Gramophone Magazine
October 2020
Editor's Choice
Gürzenich-Orchester Köln, François-Xavier Roth
Schumann: Symphony No. 1 in B flat major, Op. 38 'Spring'
Schumann: Symphony No. 4 in D Minor, Op. 120 (1841 Original Version) [Ed. J. Finson]
The year 1841 finally marked Robert Schumann's breakthrough as a composer for orchestra. That year, he created no less than two works: his First Symphony, also known as the Spring Symphony , and a piece which he initially planned as a Symphonic Fantasy in one movement, and which would later become his Symphony in D Minor.
The Spring Symphony was composed in the coldest winter. Full of longing, it is a work that knows only one direction: growing, blossoming, the path to light and new life.

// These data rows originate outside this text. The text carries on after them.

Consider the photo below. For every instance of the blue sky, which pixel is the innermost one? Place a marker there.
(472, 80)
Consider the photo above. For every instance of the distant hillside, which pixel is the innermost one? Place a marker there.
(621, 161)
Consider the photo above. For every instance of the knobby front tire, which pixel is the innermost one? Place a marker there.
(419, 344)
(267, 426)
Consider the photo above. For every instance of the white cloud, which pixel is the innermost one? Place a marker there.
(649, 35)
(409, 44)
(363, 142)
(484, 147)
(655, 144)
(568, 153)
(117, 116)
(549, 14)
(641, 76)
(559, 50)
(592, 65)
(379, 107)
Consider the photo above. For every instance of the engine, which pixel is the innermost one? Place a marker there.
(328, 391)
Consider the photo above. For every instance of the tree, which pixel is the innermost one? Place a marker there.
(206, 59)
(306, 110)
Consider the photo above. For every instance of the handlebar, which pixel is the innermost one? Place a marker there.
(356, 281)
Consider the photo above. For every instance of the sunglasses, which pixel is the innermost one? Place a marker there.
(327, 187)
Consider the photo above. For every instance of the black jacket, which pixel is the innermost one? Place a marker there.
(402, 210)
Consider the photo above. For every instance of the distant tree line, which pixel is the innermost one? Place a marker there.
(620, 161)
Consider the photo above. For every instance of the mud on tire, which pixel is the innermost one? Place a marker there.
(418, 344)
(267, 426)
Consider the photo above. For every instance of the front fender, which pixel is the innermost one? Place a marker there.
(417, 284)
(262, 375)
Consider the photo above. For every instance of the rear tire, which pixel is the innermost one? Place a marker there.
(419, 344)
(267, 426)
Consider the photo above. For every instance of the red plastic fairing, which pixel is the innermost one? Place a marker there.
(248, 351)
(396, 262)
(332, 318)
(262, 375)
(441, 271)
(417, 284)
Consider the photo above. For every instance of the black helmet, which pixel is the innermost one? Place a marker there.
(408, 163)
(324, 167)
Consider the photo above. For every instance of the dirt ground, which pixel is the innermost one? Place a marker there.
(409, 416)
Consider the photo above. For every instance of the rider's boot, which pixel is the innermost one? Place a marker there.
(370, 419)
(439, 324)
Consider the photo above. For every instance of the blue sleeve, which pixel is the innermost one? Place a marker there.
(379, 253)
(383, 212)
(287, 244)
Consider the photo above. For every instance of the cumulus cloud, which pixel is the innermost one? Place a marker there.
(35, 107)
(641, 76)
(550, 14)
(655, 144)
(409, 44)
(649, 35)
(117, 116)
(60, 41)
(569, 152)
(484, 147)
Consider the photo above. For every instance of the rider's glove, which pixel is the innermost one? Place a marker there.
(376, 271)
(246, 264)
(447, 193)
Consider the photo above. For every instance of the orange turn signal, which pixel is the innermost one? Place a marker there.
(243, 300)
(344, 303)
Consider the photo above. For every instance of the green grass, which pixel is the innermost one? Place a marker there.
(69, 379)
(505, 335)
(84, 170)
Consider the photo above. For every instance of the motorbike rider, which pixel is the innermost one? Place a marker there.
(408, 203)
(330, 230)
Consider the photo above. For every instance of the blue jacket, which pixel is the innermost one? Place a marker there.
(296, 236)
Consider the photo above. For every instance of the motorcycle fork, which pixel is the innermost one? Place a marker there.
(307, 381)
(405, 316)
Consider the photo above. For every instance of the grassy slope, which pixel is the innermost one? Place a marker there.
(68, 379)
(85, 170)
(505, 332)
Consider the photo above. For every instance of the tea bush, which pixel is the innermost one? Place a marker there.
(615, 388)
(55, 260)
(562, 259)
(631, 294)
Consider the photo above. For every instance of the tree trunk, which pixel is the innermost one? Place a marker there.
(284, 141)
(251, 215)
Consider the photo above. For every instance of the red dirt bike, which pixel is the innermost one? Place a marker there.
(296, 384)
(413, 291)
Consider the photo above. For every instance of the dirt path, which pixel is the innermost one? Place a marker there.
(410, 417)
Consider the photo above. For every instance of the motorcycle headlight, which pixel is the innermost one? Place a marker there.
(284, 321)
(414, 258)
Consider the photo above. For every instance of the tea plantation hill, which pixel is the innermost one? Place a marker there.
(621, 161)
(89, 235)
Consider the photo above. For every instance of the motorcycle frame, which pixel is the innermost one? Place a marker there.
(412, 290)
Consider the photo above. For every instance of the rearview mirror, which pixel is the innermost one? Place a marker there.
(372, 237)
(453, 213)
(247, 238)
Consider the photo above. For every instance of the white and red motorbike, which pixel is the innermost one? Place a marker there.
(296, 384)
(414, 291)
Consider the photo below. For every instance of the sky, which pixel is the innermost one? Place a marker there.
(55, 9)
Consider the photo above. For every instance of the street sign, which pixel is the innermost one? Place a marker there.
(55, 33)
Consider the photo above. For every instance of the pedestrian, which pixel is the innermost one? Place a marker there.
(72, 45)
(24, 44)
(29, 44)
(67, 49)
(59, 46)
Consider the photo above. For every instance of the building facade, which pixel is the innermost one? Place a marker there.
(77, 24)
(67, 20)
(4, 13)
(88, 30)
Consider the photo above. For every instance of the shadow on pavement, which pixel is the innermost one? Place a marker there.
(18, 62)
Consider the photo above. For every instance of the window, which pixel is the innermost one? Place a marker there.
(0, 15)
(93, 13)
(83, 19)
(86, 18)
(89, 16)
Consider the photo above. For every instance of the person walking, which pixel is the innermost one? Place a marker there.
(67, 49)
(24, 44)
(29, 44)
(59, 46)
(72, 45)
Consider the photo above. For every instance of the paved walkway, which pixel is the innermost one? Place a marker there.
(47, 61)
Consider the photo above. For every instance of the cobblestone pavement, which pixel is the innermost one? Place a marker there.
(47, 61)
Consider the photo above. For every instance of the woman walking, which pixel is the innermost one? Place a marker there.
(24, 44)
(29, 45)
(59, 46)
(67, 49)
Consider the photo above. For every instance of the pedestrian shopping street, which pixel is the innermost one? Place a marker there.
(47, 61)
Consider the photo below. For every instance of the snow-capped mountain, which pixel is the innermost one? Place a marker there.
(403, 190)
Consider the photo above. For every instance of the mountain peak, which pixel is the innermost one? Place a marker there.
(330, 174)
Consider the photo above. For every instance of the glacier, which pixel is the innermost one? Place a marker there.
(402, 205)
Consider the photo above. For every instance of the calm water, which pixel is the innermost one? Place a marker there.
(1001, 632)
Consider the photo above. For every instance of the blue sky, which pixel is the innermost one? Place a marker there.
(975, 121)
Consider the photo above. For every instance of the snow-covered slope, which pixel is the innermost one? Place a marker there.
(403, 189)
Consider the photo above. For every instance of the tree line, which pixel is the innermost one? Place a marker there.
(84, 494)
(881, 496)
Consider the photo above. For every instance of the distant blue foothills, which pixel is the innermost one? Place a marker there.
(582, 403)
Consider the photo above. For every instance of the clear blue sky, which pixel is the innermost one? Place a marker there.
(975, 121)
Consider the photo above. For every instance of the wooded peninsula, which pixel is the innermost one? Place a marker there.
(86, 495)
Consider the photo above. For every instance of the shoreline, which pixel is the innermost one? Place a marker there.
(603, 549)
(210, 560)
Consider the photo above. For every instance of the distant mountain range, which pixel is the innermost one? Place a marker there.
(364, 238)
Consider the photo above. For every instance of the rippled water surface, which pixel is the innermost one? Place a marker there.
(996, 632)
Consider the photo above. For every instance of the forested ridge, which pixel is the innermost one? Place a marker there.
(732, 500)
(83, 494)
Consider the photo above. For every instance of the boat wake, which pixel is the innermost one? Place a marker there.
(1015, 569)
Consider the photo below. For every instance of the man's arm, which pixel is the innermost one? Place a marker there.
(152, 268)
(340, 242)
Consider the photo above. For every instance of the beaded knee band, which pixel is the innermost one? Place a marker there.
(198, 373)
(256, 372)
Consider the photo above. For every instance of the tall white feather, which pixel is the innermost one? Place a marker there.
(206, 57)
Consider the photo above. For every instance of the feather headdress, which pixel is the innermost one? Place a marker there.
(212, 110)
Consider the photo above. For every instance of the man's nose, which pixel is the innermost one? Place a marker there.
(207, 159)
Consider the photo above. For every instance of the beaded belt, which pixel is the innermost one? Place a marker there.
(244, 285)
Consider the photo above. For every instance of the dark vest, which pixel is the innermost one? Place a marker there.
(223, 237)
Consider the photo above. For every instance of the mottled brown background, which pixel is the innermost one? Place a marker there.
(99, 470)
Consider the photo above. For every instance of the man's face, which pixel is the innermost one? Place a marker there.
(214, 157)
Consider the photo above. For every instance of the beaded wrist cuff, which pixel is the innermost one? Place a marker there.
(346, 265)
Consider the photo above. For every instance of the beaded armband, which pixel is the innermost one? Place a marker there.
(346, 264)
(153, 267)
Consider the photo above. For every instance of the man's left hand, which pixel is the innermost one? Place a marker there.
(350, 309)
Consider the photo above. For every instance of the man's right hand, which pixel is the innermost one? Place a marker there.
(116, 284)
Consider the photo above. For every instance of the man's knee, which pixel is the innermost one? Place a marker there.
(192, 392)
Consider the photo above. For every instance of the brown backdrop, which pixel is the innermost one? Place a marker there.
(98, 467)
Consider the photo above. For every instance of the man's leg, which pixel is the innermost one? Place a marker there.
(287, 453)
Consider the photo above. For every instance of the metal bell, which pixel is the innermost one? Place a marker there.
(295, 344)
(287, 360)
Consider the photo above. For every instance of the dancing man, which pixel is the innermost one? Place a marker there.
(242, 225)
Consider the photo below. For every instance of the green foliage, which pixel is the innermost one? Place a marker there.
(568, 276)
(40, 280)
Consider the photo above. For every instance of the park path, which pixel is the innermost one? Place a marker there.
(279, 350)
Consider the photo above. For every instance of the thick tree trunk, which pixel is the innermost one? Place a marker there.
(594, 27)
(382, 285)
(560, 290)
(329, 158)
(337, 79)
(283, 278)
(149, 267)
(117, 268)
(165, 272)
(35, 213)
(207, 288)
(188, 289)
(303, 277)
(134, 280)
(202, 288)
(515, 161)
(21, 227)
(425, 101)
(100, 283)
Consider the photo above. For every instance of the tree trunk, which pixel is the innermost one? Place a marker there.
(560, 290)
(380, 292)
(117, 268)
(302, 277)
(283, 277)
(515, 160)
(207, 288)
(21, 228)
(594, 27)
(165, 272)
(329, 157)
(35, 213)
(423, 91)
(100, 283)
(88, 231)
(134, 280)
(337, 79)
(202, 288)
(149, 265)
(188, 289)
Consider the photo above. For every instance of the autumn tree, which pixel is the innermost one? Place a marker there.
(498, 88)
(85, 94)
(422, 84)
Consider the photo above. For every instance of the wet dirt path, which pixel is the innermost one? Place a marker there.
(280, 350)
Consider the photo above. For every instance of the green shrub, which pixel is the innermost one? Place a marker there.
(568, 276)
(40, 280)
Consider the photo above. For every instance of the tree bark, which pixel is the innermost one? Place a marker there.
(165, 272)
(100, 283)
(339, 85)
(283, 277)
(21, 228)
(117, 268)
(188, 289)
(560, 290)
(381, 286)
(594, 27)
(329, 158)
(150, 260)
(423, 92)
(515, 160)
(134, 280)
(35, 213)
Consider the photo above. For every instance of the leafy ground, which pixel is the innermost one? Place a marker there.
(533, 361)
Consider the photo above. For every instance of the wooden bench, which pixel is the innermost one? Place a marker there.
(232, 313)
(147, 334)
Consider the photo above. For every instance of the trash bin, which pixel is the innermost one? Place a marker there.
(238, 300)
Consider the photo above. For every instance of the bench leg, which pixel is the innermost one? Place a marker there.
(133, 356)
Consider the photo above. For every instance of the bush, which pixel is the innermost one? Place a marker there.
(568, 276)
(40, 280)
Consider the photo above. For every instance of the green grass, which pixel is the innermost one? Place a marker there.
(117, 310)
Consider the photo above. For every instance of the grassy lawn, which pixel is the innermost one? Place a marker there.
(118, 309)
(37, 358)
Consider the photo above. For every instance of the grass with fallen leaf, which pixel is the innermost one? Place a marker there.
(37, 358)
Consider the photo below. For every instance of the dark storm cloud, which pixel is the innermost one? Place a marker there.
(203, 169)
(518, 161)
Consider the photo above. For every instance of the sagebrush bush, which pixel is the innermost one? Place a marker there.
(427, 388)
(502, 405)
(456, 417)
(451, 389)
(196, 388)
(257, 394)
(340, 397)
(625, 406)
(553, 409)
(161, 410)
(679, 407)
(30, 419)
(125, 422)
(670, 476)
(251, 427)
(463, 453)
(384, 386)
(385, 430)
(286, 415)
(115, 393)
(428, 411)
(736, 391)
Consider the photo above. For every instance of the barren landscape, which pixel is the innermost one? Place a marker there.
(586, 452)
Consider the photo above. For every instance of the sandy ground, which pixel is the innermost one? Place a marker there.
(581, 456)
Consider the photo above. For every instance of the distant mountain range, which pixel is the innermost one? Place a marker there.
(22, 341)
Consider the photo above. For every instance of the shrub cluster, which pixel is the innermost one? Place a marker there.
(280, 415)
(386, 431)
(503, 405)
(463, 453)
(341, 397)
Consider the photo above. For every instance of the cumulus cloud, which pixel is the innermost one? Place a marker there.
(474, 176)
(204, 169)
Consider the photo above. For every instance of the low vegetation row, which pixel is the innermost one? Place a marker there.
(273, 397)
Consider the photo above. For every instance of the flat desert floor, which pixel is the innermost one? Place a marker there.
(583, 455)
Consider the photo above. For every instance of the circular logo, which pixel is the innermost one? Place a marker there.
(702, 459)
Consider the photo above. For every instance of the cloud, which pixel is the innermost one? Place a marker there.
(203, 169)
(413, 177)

The Symphony in D minor seems much more somber and intimate, a work from the innermost depths of his soul , as Clara Schumann noted in her diary. However, the audience could not warm up to this bold, impetuous work, and Schumann set it aside. Ten years later, after a major revision, he published it as his 4th Symphony.
This album pairs the Spring Symphony with the original version of the Symphony in D minor, the version which friends such as Johannes Brahms preferred over the later edition. Schumann never heard it again in his lifetime, and it was not until 1889 that it was performed in public once more, by the Gürzenich Orchestra Cologne under the baton of Franz Wüllner.
François-Xavier Roth, the Gürzenich Orchestra's current chief conductor, also prefers the original version. With its leaner orchestration, it is certainly the more radical one, and thus requires a higher degree of commitment from the orchestra musicians in forming crescendi, melodic phrases, and extended arcs of formal development.
The live recordings on this album bear witness to that orchestra's dedication and rousing energy in concert. This first collaboration between the Gürzenich Orchestra Cologne, François-Xavier Roth and the myrios classics label is being released as a limited edition on SACD with two mixes, stereo and surround, as well as comprehensive liner notes in English, German, and French included in a luxurious 44 page booklet.
"He’s far from the first to do so, but Roth makes the once-heretical case, through judicious observance of the score and an acute ear for sonority, that Schumann knew what he was doing… The slimmer scoring of this preliminary version enables a performance of notable athleticism in the outer movements…This is one of the most sheerly enjoyable Schumann symphony discs to have arrived in a while, finely played, gloriously recorded." - Gramophone Magazine, October 2020.